Metanephrine-secreting tumours were rarely malignant, and this secretory status was an independent negative predictor of malignancy in our cohort. Less frequent secretion of metanephrine in malignant PCC/PGL may be due to the downregulation of phenyl­alanine-N-methyl transferase (PNMT) in dedifferentiated tumours and lack of metanephrine secretion by extradrenal tumours (14, 28). In contrast, one study has reported high metanephrine secretion as a predictor of malignancy (26). Isolated or co-secretion of dopamine has been reported to be a marker of malignancy, but our patients were not routinely evaluated for dopamine secretory status (12, 29, 30).
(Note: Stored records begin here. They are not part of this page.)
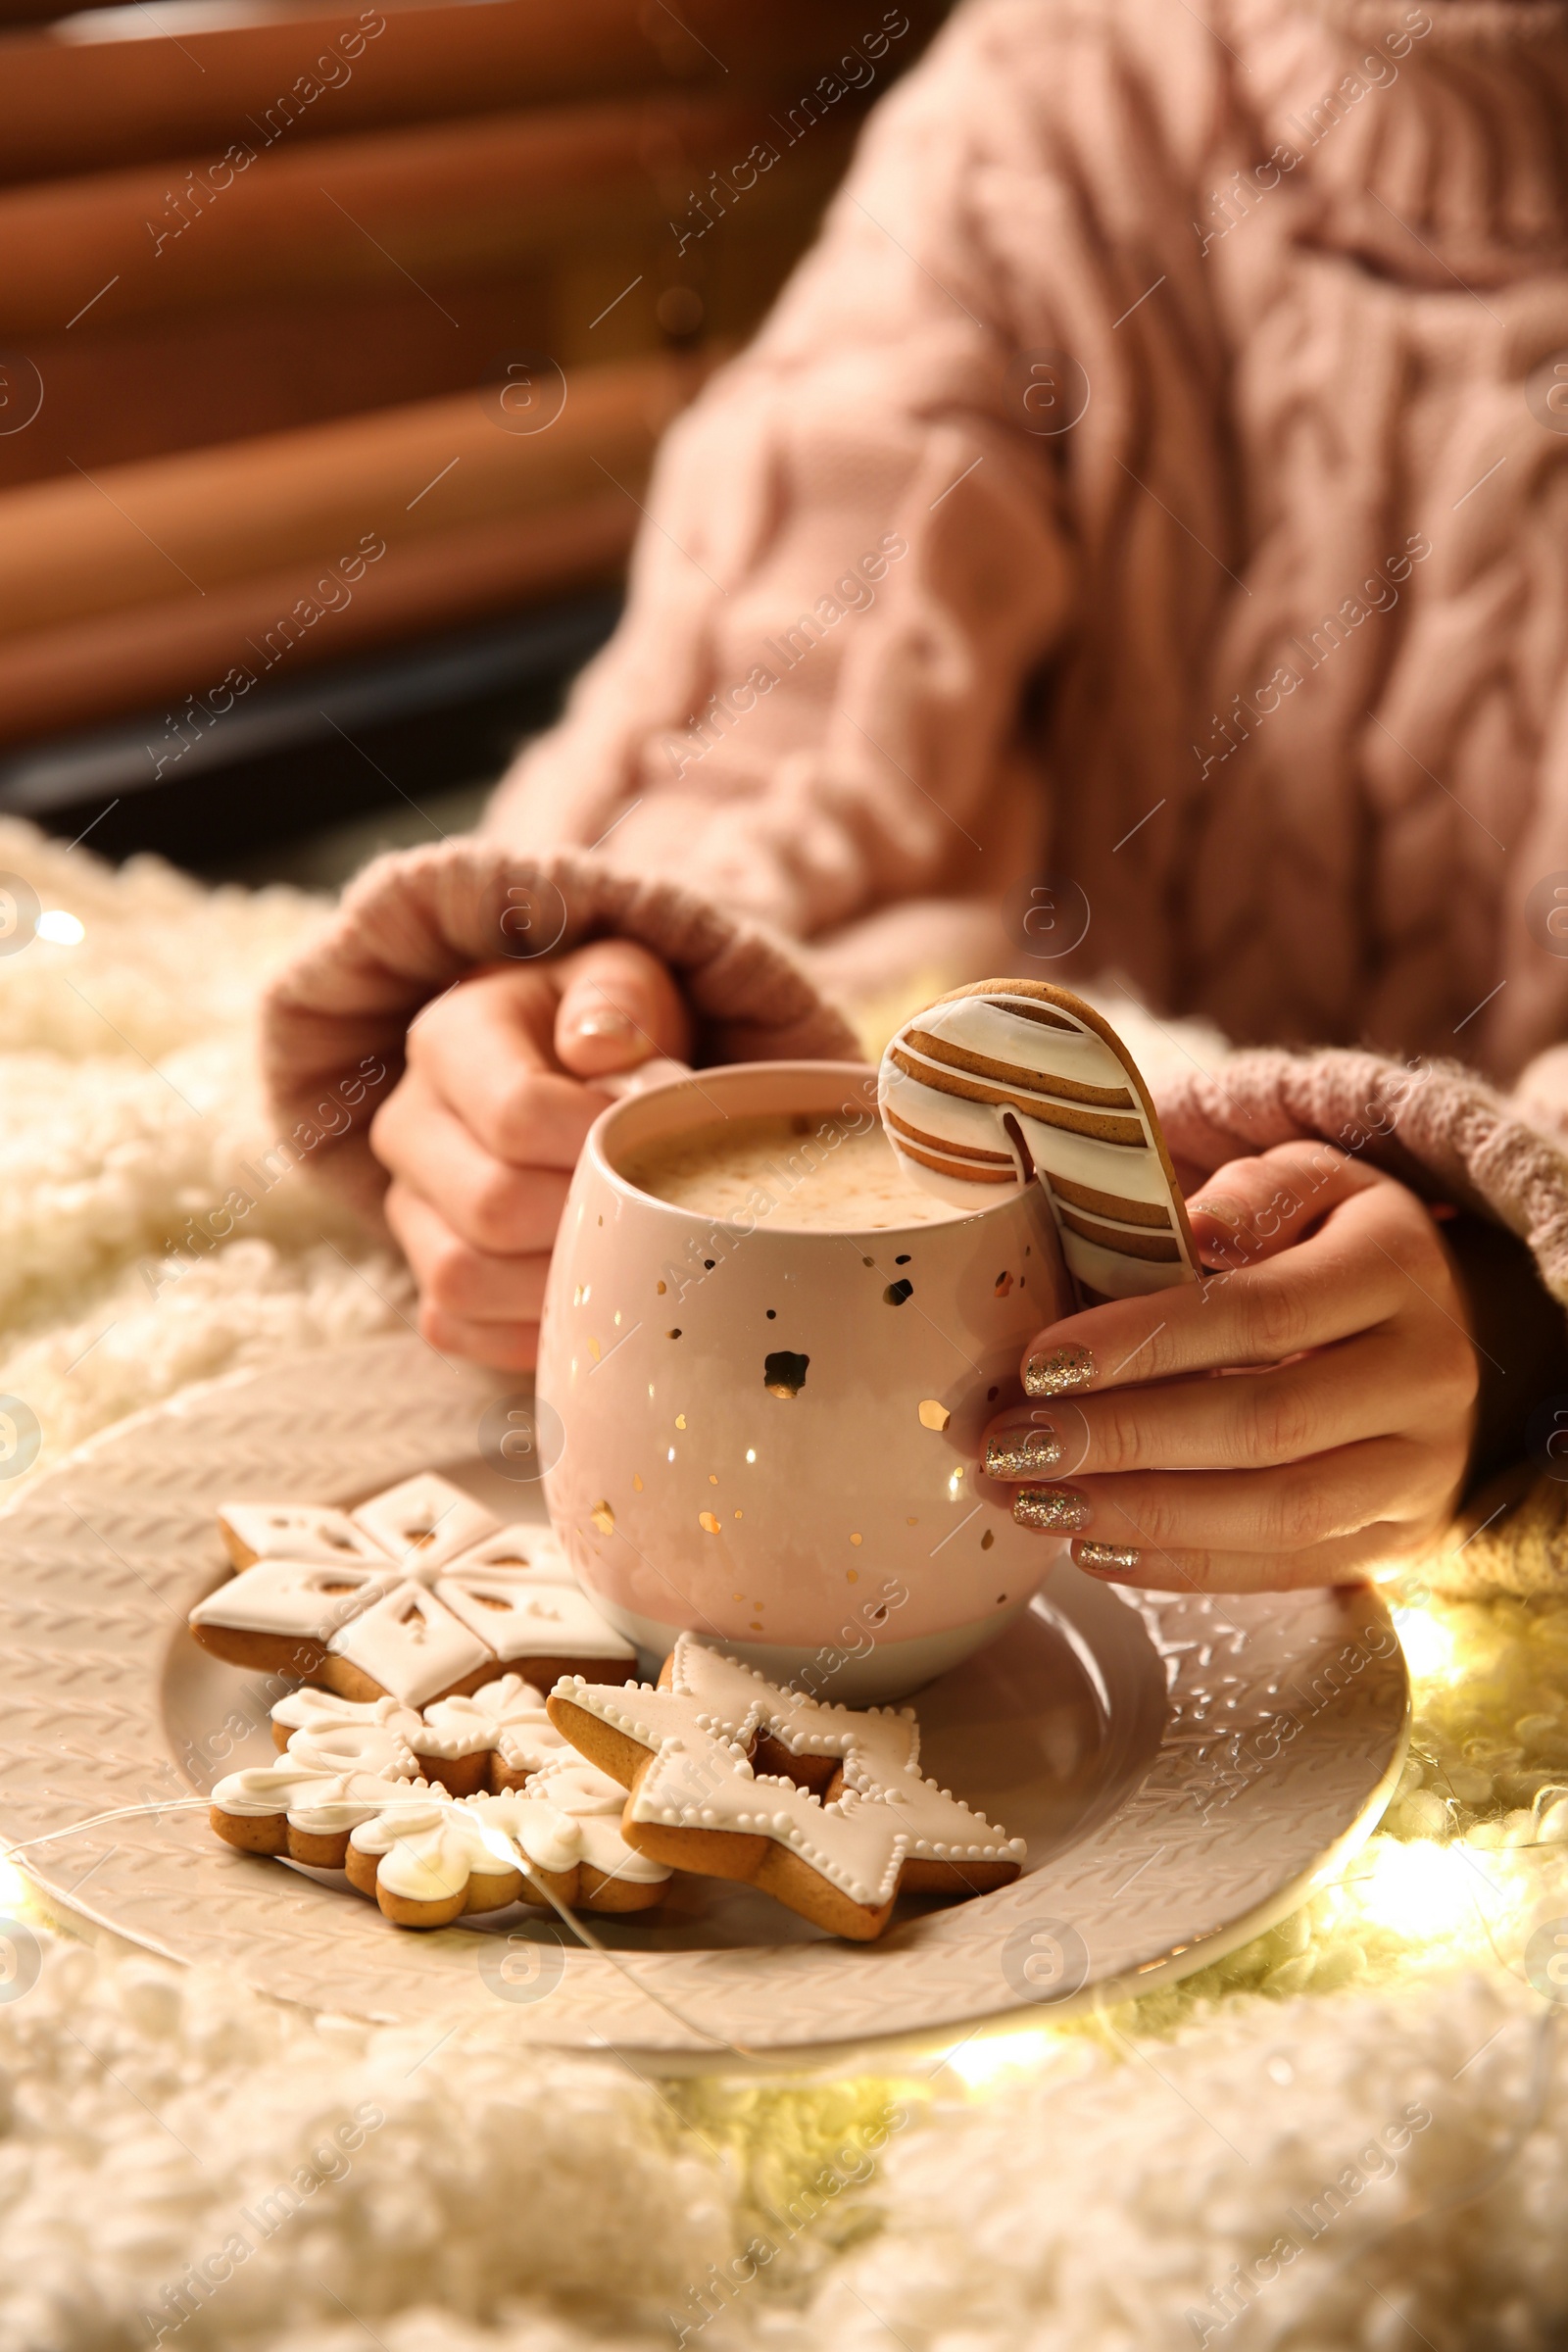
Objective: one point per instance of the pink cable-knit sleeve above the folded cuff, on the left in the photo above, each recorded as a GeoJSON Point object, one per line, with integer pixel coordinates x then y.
{"type": "Point", "coordinates": [850, 568]}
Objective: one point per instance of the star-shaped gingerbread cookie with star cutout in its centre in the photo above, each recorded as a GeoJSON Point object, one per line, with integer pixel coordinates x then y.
{"type": "Point", "coordinates": [822, 1808]}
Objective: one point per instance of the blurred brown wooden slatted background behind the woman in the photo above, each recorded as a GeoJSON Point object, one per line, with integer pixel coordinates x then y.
{"type": "Point", "coordinates": [335, 347]}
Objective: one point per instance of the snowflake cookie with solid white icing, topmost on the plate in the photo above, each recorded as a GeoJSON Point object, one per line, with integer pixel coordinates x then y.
{"type": "Point", "coordinates": [417, 1596]}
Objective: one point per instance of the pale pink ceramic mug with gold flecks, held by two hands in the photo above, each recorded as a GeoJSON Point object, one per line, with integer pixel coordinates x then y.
{"type": "Point", "coordinates": [770, 1434]}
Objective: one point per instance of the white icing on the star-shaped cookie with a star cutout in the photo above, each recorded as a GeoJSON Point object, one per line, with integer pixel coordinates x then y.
{"type": "Point", "coordinates": [702, 1779]}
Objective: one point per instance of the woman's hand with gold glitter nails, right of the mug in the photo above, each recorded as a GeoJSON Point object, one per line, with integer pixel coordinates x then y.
{"type": "Point", "coordinates": [1339, 1441]}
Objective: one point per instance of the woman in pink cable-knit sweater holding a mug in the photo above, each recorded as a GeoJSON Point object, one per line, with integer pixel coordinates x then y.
{"type": "Point", "coordinates": [1139, 533]}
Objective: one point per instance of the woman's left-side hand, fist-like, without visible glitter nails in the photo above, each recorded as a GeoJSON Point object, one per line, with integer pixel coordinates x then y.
{"type": "Point", "coordinates": [483, 1130]}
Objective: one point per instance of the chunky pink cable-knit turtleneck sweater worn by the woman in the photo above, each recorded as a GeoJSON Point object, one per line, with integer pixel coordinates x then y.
{"type": "Point", "coordinates": [1155, 483]}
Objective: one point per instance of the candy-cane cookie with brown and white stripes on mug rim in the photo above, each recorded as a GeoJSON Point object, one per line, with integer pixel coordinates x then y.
{"type": "Point", "coordinates": [1007, 1081]}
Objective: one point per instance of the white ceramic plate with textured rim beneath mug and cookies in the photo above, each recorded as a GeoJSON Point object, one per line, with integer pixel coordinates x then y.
{"type": "Point", "coordinates": [1181, 1768]}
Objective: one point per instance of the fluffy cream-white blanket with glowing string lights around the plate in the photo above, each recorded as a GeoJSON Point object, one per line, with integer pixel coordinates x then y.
{"type": "Point", "coordinates": [1348, 2137]}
In our study, malignancy was more frequent among sPGL (25%) than PCC (10.4%) (P = 0.048). Similar observation has been noted in most of the previous studies (12, 26). The presence of at least one extra-adrenal tumour was an independent predictor of malignancy when biochemistry was excluded from the analysis. It suggests that when fractionated metanephrines are not available, extra-adrenal location can be used to predict the malignancy risk. Higher prevalence of malignancy in sPGL may be due to relative immaturity of sympathetic ganglia as compared to the adrenal medulla or due to the plausible role of adrenal cortex in the prevention of malignant transformation in PCC (10).
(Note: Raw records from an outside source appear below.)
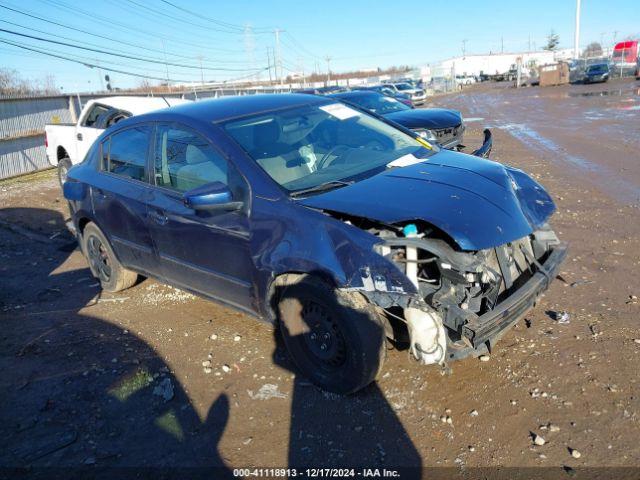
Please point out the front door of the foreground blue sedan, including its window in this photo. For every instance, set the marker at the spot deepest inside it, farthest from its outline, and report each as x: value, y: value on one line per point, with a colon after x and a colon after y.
x: 204, y: 251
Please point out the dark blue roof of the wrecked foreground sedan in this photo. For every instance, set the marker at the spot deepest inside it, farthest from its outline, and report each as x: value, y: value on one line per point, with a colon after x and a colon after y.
x: 225, y: 108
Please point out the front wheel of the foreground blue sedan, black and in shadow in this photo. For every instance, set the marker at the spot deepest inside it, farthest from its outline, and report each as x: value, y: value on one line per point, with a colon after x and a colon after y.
x: 335, y: 338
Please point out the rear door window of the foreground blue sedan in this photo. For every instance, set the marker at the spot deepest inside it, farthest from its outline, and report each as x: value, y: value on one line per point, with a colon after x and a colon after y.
x: 125, y: 153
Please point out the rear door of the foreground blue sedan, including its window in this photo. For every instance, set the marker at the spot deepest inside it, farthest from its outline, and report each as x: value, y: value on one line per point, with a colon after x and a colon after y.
x: 118, y: 196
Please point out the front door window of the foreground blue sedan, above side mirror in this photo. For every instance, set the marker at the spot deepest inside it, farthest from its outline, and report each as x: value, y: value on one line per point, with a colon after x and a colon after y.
x: 184, y: 160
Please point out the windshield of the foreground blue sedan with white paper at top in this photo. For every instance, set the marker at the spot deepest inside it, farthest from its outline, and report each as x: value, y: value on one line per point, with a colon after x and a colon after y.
x: 310, y: 145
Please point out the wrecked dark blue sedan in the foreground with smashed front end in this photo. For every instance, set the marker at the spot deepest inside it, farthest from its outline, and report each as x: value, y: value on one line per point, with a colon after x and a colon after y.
x: 335, y: 225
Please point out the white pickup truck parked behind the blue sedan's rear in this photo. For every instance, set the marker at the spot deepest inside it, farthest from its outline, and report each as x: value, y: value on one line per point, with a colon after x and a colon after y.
x: 68, y: 143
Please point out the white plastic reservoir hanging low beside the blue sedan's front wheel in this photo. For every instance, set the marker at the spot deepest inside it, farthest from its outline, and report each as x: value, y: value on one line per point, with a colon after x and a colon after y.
x: 427, y: 334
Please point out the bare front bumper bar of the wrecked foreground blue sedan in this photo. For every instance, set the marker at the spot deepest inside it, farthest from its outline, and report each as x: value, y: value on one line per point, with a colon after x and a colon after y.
x: 489, y: 327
The absence of underlying germline mutations in five major susceptibility genes in almost 90% of malignant PCC/PGL suggests the role for different susceptibility genes in the malignant group. There is strong literature evidence to support the relationship between mutations in the SDHB gene and the presence of malignant tumours (15, 18, 19, 20). Although SDHB mutations were the most common among our malignant patients, it was not an independent predictor of malignancy.
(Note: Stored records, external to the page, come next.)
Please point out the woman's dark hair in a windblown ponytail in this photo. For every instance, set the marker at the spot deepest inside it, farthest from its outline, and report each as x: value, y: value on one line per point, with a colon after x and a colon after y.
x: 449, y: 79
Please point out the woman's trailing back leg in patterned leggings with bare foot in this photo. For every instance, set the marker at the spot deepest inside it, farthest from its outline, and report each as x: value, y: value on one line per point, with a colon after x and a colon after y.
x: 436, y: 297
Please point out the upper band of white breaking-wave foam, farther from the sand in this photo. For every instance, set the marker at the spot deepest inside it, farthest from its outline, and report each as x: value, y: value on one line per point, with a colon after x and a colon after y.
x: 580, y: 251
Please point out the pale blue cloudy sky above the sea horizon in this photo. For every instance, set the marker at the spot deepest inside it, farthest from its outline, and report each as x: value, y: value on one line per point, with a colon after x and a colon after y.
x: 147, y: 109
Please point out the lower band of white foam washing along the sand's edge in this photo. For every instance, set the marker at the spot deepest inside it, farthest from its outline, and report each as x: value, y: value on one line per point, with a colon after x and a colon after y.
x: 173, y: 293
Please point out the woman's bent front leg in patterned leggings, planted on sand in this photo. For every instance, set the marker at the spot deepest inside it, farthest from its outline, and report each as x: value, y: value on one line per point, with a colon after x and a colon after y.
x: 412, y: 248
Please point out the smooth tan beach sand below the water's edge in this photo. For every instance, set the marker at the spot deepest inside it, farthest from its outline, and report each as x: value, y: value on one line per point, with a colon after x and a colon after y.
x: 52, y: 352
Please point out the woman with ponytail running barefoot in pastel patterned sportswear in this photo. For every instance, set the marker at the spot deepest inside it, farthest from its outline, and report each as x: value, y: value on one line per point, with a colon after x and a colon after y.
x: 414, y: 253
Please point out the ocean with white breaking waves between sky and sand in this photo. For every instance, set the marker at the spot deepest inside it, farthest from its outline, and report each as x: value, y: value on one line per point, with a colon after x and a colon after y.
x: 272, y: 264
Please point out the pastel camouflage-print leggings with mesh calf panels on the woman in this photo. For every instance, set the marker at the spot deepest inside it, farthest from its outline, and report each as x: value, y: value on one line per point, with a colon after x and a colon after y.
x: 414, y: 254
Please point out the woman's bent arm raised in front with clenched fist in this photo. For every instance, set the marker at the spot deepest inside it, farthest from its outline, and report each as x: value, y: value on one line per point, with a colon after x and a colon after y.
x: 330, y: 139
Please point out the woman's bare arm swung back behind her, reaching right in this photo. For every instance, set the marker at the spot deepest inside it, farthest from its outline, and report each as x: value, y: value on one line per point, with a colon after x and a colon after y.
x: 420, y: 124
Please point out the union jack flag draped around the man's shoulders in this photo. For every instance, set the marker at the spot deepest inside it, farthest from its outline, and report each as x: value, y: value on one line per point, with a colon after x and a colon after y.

Multiple studies have tried to analyse histological predictors of malignancy like necrosis, PASS score and Ki67 without any significant success (14, 16, 31). However, in our study, detailed histopathological data on these parameters were not sufficient to include in the analysis.

The European Society of Endocrinology (ESE) recommends the preoperative evaluation for malignancy with 18F-FDG PET/CT in patients with paraganglioma, elevated serum 3-methoxytyramine levels in plasma or urine and germline SDHB mutations (32). We suggest that patients with apparently benign tumours at initial presentation with tumour size >5.7 cm and isolated normetanephrine secretion or non-secretory status also be considered for preoperative evaluation with 18F-FDG PET/CT. In the postoperative period, evaluation for malignancy should be considered if there is elevation of catecholamines or their metabolites; in non-secretory tumours with primary tumour size > 5.7 cm, routine evaluation with 18F-FDG PET/CT may be undertaken at regular intervals after surgery. The ESE guidelines suggest life-long follow-up for large tumours and PGL (33). We recommend the same; however, in Indian set up where regular follow-up is most often not ensured, a minimum follow-up for at least initial two years should be ensured during which the chances of metastases are high. The study is limited by the retrospective design, lack of histopathology data, relatively small number of patients and shorter postoperative follow-up.

Conclusion

Primary tumour size >5.7 cm and/or lack of metanephrine secretory status independently predict malignancy. Patients with either of these features should be evaluated for possible malignancy not only at initial presentation but also during follow-up, especially in the early postoperative period. 18F-flurodeoxyglucose PET/CT has the best sensitivity, whereas 131I-metaiodobenzylguanidine has the least sensitivity for diagnosis of metastases.

Declaration of interest

The authors declare that there is no conflict of interest that could be perceived as prejudicing the impartiality of the research reported.

Funding

This project has been funded by the Scientific and Engineering Research Board (SERB), Department of Science and Technology, Government of India (Grant# SB/SO/HS-41/2013).